Most of the subjects are sitting on the floor, crouching or cross-legged, with a slight tilt which comes about from how their heads rest on their hands – a sitting position that is easily recognizable by any Egyptian. Even when reclining, as some of Farid’s women appear, or rigidly standing, as a group of young men are portrayed, she constantly manages to look for and capture the indigenous aspect of her characters and setting in the works.

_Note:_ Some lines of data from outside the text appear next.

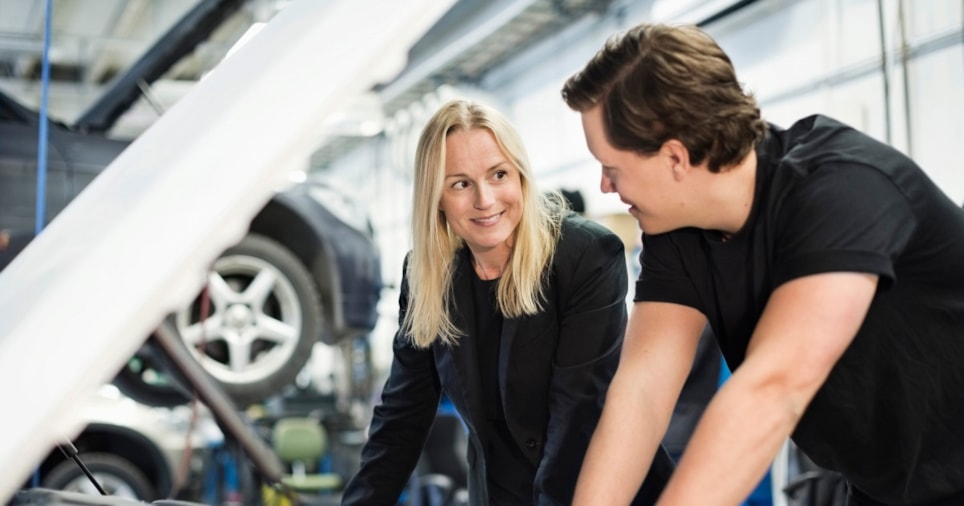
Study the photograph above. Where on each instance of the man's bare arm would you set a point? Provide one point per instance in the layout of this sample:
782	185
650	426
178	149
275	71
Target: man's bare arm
806	327
657	354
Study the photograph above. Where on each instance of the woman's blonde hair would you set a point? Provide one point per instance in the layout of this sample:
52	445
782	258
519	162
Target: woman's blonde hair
431	263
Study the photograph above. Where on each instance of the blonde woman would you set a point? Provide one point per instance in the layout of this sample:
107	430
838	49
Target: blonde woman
511	306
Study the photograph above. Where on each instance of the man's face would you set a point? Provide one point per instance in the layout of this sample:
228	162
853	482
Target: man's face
644	182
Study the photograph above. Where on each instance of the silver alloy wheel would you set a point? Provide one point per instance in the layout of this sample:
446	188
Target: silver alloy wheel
262	316
255	316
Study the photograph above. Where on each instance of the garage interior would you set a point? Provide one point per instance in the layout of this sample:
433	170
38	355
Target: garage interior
333	222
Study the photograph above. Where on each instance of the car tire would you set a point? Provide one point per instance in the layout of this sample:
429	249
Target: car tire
119	477
263	317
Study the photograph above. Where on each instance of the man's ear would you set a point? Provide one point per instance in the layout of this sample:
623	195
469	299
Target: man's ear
678	157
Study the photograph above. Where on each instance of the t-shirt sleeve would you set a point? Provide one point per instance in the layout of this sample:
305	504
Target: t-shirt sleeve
844	217
664	276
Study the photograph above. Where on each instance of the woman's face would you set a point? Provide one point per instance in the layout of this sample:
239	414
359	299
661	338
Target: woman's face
482	193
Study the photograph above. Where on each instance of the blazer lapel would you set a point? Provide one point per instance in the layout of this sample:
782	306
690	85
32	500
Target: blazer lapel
464	356
509	328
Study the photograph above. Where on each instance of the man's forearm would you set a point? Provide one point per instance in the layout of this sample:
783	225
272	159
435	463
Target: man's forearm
733	446
613	469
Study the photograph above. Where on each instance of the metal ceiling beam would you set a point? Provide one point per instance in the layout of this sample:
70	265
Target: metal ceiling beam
195	27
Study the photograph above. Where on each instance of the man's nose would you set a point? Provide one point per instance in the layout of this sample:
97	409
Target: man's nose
606	184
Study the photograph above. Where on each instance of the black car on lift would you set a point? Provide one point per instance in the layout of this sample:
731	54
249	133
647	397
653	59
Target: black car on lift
308	270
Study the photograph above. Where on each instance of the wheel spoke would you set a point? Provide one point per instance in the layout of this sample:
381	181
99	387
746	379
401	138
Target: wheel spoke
260	288
239	351
272	329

The composition of her pieces is always studied, sometimes balanced and otherwise experimental. When subjects are squeezed in the corner of a canvas, they are balanced by blocked areas of paint in their background. An example of excellent composition is seen in two paintings depicting a standing row of young men in jeans, confronting the viewer.
Huddled and somewhat strained in the tight canvas, the men’s body language seems awkward, achieving the nervously defiant pose Farid seems to have wanted to convey.
Her choice of colors is a mixture of earthy and pastel tones that are occasionally interrupted by a primary red, blue or a bright magenta. Colors capture the essence of the Egypt’s rural scenes, and strike a chord with anyone who has ever visited the countryside.
Her method of capturing light through color is reminiscent of Pierre Bonnard’s work, and her calculated yet urgent medley of brushstrokes are quite like Monet’s. These references place Vessela’s style in the whereabouts of Impressionism – a school whose style of painting in organized chaos echoes Cairo lifestyle.
Vessela Farid’s works are an enchanting experience and a perfect example of a quintessential modern Egyptian art that’s yet to blossom and be explored.
A catalogue of exhibited works will be available at the Gezira Art Center by the end of this month, and it’s a must-have for all art lovers, both Egyptian and foreign.